Prince Harry told Oprah that Meghan didn’t kill herself because she didn’t want him to lose another woman he loved
Harry said in an interview with Oprah that the only thing preventing Meghan from killing herself was the thought that it would be unfair to him to lose another woman he loved in his life while also pregnant with their baby.
‘The scariest thing for her was her clarity of thought,’ he said. ‘She hadn’t lost it. She wasn’t crazy. She wasn’t self-medicating, be it through pills or by alcohol. She was absolutely sober. She was completely sane.
‘Yet in the quiet of night, these thoughts woke her up.’
He says he now would like to focus on his son, Archie, ‘rather than every time I look in his eyes wonder whether my wife is going to end up like my mother, and I’m going to have to look after him myself.’
‘That was one of the main reasons to leave,’ Harry said.
Prince Harry says Royals tried to STOP him and Meghan leaving after ‘she was going to end her life’
But, the prince said, his family tried to stop him and Meghan from leaving, even as she was supposedly feeling suicidal.
‘That feeling of being trapped within the family, there was no option to leave. Eventually when I made that decision for my family, I was still told, ‘You can’t do this.’ And it’s like, ‘Well how bad does it have to get until I am allowed to do this?’ She [Markle] was going to end her life. It shouldn’t have to get to that.’
He said his biggest regret was not taking a stand earlier in his relationship with Markle, claiming a barrage of attacks on her won’t stop ‘until she dies.
‘It’s incredibly triggering to potentially lose another woman in my life,’ Harry said in the interview with Oprah. ‘Like the list is growing, and it all comes back to the same people, the same business model, the same industry.’
Harry claims Royals showed ‘total neglect’ for his and ‘struggling’ Meghan’s mental
The Duke of Sussex said on the Apple TV+ series he thought his family would help as Meghan started claiming she felt suicidal, but instead he was ‘met with total silence, total neglect.’
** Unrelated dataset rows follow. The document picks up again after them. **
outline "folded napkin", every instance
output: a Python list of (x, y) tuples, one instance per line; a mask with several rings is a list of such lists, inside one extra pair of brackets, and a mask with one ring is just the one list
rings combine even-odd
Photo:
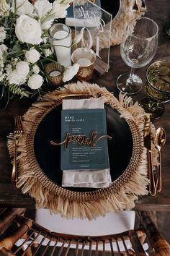
[[(104, 108), (99, 99), (63, 100), (63, 109)], [(109, 168), (102, 170), (63, 171), (63, 187), (109, 187), (112, 182)]]

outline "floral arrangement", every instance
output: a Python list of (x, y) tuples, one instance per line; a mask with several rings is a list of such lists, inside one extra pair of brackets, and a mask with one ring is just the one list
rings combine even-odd
[[(20, 98), (42, 92), (44, 65), (55, 61), (48, 41), (53, 22), (66, 16), (70, 0), (0, 1), (0, 91)], [(77, 36), (73, 43), (80, 40)], [(79, 65), (63, 67), (63, 81), (71, 80)]]

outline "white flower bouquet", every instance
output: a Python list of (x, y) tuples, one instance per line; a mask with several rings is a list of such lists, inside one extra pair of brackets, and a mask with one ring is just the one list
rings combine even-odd
[[(48, 41), (53, 22), (66, 16), (70, 0), (0, 1), (0, 91), (20, 98), (41, 95), (47, 82), (44, 65), (55, 61)], [(79, 37), (80, 40), (80, 37)], [(74, 40), (74, 43), (78, 43)], [(63, 81), (78, 72), (78, 65), (63, 67)], [(66, 74), (66, 75), (65, 75)], [(1, 95), (0, 95), (1, 97)]]

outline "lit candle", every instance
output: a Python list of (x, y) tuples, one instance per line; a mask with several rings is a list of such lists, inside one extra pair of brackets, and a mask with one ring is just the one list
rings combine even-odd
[[(71, 45), (71, 33), (58, 30), (54, 33), (53, 38), (57, 39), (53, 40), (53, 45), (58, 62), (66, 67), (71, 66), (71, 47), (69, 47)], [(57, 45), (63, 46), (57, 46)]]

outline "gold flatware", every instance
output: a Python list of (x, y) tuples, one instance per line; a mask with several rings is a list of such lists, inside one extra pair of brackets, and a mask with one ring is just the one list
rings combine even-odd
[(151, 152), (151, 117), (150, 114), (145, 116), (144, 124), (144, 146), (147, 148), (148, 173), (149, 173), (149, 192), (152, 196), (156, 194), (154, 174), (152, 168), (152, 152)]
[(18, 142), (21, 136), (23, 134), (23, 129), (22, 124), (22, 119), (19, 116), (14, 116), (14, 162), (12, 172), (12, 184), (16, 187), (17, 184), (17, 153)]
[(133, 7), (133, 12), (139, 12), (138, 7), (136, 3), (136, 0), (135, 0), (134, 5)]
[(166, 142), (166, 132), (164, 128), (158, 127), (155, 134), (155, 145), (158, 150), (158, 173), (156, 181), (156, 189), (158, 192), (162, 189), (162, 166), (161, 166), (161, 148)]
‘We spent four years trying to make it work,’ he says on the show. ‘We did everything that we possibly could to stay there and carry on doing the role and doing the job. But Meghan was struggling.’
He said the way Meghan was feeling reminded him of his own mother’s final days.
‘History was repeating itself,’ he said in an interview with Oprah. ‘My mother was chased to her death while she was in a relationship with someone who wasn’t white. And now look what’s happened.
Ultimately, he claimed, he and Meghan had to leave the U.K. to ‘put our mental health first.’
‘That’s what we’re doing,’ the prince said, ‘and that’s what we’ll continue to do.’